S.E. Williams

Editor’s Note: This year, the IE Voice/Black Voice News, is once again partnering with Deputy Director Michelle Burroughs and her team of talented interns at UCR’s Center for Healthy Communities to highlight health issues impacting the inland region. The new series begins with a look at HIV/AIDS from four demographic perspectives—each is the story of an inland area resident living with the virus. Two of their stories appear this week, the other two will be featured in next week’s publication. 

Saturday, December 1, is World AIDS Day, a day set aside by the international community to raise awareness of the AIDS pandemic caused by the spread of HIV, while also mourning those who have died from the disease. On this 30th anniversary of World Aids Day, the theme is “Know Your Status.”

According to the Kaiser Family Foundation HIV remains the leading cause of death world-wide. “Approximately 36.9 million people are currently living with HIV, and tens of millions of people have died of AIDS-related causes since the beginning of the epidemic.”

According to the Joint United Nations Programme on HIV/AIDS (UNAIDS) project there has been significant progress in the treatment of the illness since 1988. The good news today is–three in four people know their status, however there is still much work to do. There is a growing need to reach people living with HIV who do not know their status. In addition, once individuals learn they are HIV positive, they must also be linked to quality care and prevention services.   

The agency noted, “HIV testing is essential for expanding treatment and ensuring that all people living with HIV can lead healthy and productive lives.”

Sadly, stigma and discrimination still discourage people from taking an HIV test. Far too many still only get tested after becoming ill and symptomatic. 

Locally, its been a year since Riverside Public Health officials reported on the dramatic increase in the number of people in Riverside County living with HIV/AIDS. The report showed a staggering 51 percent more people are living with HIV/AIDS in the county than was previously reported. 

Although the staggering increase was largely attributed to a change in how the data was collected, the numbers raised eyebrows. This was because previously, there were 3,252 cases reported for 2016 (the latest figure available) compared to 5,522 based on the new calculations for the same period.

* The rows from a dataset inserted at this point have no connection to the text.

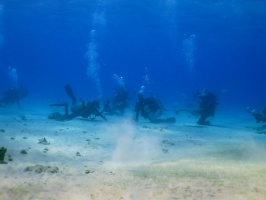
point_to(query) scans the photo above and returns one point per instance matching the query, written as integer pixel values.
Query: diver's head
(204, 93)
(140, 97)
(264, 110)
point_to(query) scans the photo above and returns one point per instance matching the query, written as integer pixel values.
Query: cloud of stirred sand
(132, 146)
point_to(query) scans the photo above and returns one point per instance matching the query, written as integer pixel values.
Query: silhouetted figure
(207, 107)
(13, 96)
(152, 109)
(82, 109)
(260, 117)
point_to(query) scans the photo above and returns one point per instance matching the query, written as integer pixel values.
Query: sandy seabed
(121, 159)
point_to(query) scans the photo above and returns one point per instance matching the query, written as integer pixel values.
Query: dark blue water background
(173, 47)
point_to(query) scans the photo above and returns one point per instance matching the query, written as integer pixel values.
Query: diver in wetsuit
(260, 117)
(207, 107)
(83, 109)
(152, 109)
(13, 95)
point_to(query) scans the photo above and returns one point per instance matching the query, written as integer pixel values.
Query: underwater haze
(172, 47)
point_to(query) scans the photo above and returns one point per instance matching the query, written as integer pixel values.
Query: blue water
(173, 47)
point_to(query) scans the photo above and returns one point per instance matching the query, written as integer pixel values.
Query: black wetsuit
(150, 108)
(207, 107)
(82, 109)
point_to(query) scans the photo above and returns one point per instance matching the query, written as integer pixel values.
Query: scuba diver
(260, 117)
(83, 109)
(152, 109)
(119, 103)
(207, 107)
(13, 96)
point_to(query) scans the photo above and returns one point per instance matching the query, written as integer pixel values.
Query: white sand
(132, 161)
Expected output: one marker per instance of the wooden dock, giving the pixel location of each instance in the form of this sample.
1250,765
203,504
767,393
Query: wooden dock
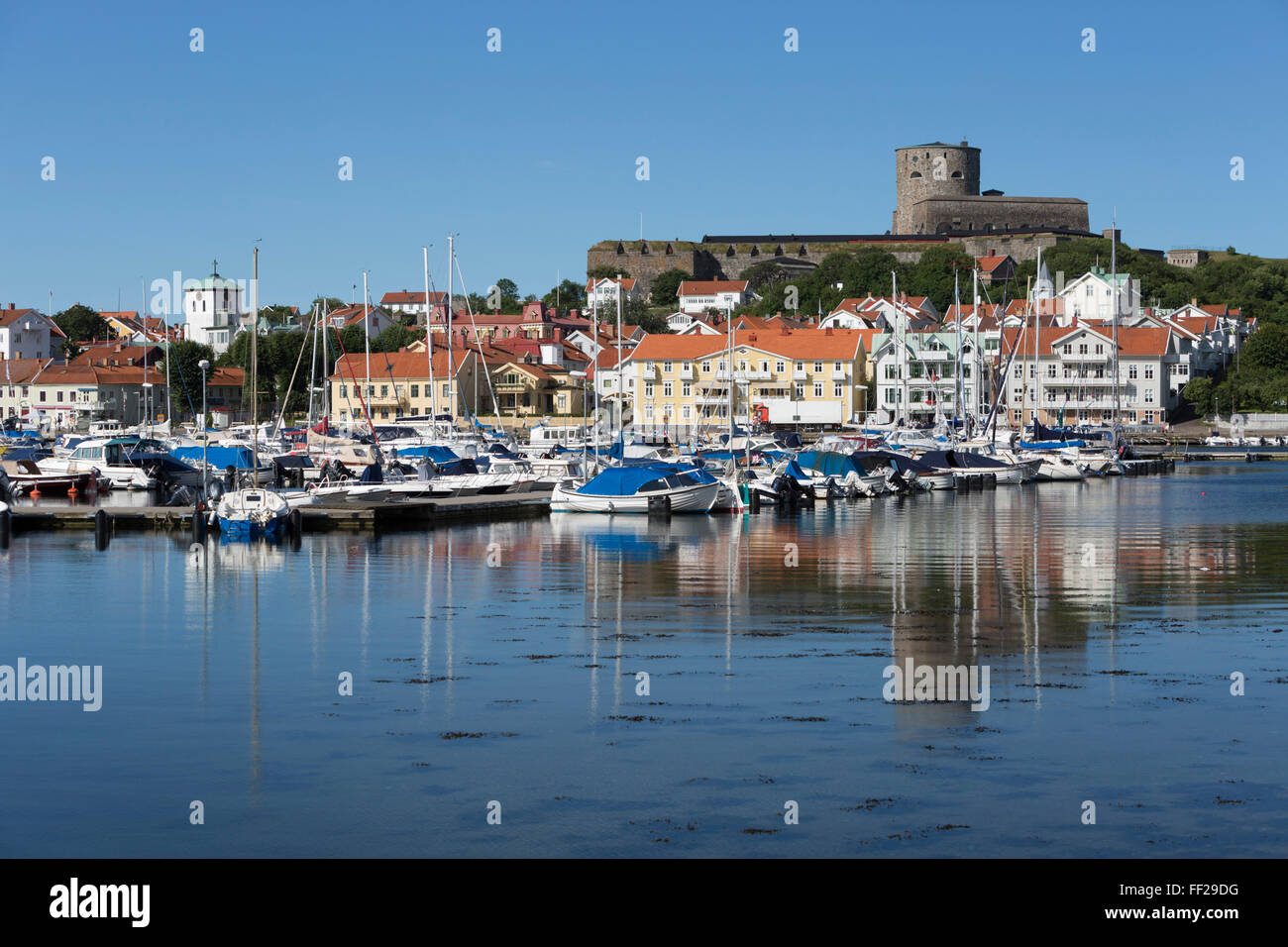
408,514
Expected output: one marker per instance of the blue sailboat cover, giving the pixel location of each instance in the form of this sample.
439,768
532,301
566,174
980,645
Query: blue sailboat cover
222,458
626,480
829,464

“Those of us working to address the health needs of people with HIV/AIDS have speculated that the demand for services was greater than the statistics illustrated,” said David Brinkman, Chief Executive Officer of Desert AIDS Project in Palm Springs. “We now have even more accurate data to better target our prevention and care efforts and evaluate what resources will be needed in the future.”

According to the Riverside Community Health System, in 2016 there were more than 5,500 inland area residents living with HIV or AIDS in Riverside County and since 2010 no less than 245 people a year are diagnosed with HIV.

The Centers for Disease Control has stressed that HIV transmission cannot be eliminated if individuals do not know their HIV status (i.e., whether they are HIV positive or HIV negative). An HIV test is the only way to determine if a person is living with the virus. Once an individual knows he/she is living with HIV, it is imperative they do all they can to eliminate the likelihood of transmission. 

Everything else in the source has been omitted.